I drink the recommended amount of water per day. How much liquid does our body need us to take in daily? The recommended amount is 8 glasses, though the exact amount is 2000mL. Recently, soda companies have been claiming that their products are just as healthy as water – even better, since you’ll want to drink it. This advertising campaign worked; though many people did not believe it, a select few did. And converting a select few is the entire purpose of an ad campaign.
What if soda replaced water in our lives? I did some math, and will now share my results. It’s simple math – just multiplication against the Coca Cola nutrition facts sheet. I convert each amount given for 240mL and scale it up to 2000mL. This is what you’ll get if you drink nothing but Coca Cola Original in a single day.
Calories – 808 Calories
808 Calories out of a 2000 Calorie diet. That’s 40% coming just from liquids. Since I like to eat food during the day, my meals (even if I eat healthy foods) will still land me well above my 2000 Calorie target zone.
Sugar – 192 grams
This runs under the assumption that all of the carbohydrates in Coca Cola come from sugar. Out of the 310 grams of carbohydrates we should be eating per day, we shouldn’t let more than 30 grams of it come from sugar. Soda gives you a 1/1 ratio, where the rest of your diet must follow a 1/10 ratio. Even if we ate sugar free food the rest of the day, we’d still be consuming 6.4 times more sugar than the maximum limit.

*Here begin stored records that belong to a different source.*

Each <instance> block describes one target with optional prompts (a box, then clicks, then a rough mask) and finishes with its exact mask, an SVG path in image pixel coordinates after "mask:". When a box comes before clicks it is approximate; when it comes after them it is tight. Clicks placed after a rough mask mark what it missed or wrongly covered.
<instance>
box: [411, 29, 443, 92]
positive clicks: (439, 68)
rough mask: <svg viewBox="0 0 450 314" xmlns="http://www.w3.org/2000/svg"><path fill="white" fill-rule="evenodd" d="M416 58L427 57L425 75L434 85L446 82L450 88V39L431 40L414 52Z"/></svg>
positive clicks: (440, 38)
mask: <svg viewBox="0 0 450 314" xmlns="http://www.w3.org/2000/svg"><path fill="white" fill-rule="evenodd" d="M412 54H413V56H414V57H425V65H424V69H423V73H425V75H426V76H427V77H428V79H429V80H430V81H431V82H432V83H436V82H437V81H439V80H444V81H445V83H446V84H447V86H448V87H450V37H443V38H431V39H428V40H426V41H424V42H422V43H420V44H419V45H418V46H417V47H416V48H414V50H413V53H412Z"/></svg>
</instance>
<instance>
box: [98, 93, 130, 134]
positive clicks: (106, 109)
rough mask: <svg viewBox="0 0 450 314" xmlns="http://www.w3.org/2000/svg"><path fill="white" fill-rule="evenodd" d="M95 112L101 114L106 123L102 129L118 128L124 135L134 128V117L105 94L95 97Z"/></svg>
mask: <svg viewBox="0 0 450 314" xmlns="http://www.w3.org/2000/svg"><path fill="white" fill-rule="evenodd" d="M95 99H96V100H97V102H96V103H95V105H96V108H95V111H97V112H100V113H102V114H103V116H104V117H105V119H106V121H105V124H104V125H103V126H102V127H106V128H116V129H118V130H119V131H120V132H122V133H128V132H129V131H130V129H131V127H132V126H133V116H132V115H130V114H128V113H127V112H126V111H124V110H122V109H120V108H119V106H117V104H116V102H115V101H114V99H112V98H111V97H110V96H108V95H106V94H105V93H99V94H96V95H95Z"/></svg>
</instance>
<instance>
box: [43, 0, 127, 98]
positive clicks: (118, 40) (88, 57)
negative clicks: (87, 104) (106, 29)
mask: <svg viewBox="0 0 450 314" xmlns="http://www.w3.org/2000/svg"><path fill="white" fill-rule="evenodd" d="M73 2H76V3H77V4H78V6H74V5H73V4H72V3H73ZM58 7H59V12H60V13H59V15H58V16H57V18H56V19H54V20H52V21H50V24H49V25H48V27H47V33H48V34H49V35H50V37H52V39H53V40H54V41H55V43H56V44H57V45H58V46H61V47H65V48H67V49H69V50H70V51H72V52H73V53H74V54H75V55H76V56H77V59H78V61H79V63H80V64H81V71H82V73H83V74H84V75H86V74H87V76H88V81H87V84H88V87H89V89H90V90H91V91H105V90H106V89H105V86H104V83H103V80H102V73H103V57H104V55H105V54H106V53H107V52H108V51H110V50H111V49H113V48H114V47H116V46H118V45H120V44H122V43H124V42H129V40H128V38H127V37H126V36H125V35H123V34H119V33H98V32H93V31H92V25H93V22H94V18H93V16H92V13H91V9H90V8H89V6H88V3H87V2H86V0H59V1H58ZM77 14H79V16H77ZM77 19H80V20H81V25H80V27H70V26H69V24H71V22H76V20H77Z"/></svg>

Our bodies can’t (and won’t) process that much sugar. As many adults now understand, “sugar my body didn’t use” equates to “increased fat in my body”.
Caffeine – 192 milligrams
Looking at the adult body, 300 milligrams of caffeine per day is required for the standard “trouble” symptoms (shakiness, etc). It would seem that soda doesn’t push our caffeine levels over the limit. So what is caffeine doing in soda? It doesn’t give us an energy boost; at the end of the day, those of us over 20 feel tired from too much soda. What it does do is dehydrate our bodies, and that leads us to Sodium.
Sodium – 275 milligrams
Sodium dehydrates our systems as well. Sodium and caffeine both work to make our bodies lose water. This concerns me because it brings this “2000mL of soda per day” scenario closer to reality. Most of us have trouble drinking that much water daily, but soda seems easier somehow. This is partially because soda induces a feeling of thirst shortly after we finish consuming it. And the more soda we drink, the closer we are to living out these numbers.
High amounts of Sodium should be avoided at all costs. The absolute maximum safe amount of sodium for an adult is 2400 milligrams per day. 275 milligrams brings us over 10% there, and our food contains a lot of salt. This extra 10% can easily push us over the limit.
Phosphorus – 342 milligrams
The FDA has stated that consuming more than 250 milligrams of Phosphorus may cause stomach problems. That’s all I have for that point.
If you can’t imagine an adult drinking that much soda in one day, consider a small child. Their body mass is much less than an adult’s, which means they would only need a fraction of that amount of soda to experience these effects.
Scale things down by a ratio of body mass when considering these effects on children. If someone weighs 1/8th as much as you, shouldn’t they be consuming 1/8th as much sugar? 8 glasses gets cut down to one glass, yet these effects still applied. Considering they will take place in a developing body, the effects of soda are even more dangerous. If you have children, disallow soda drinking entirely. Cut it out of your own lives as well – there’s no reason to put yourself in a precarious position in life.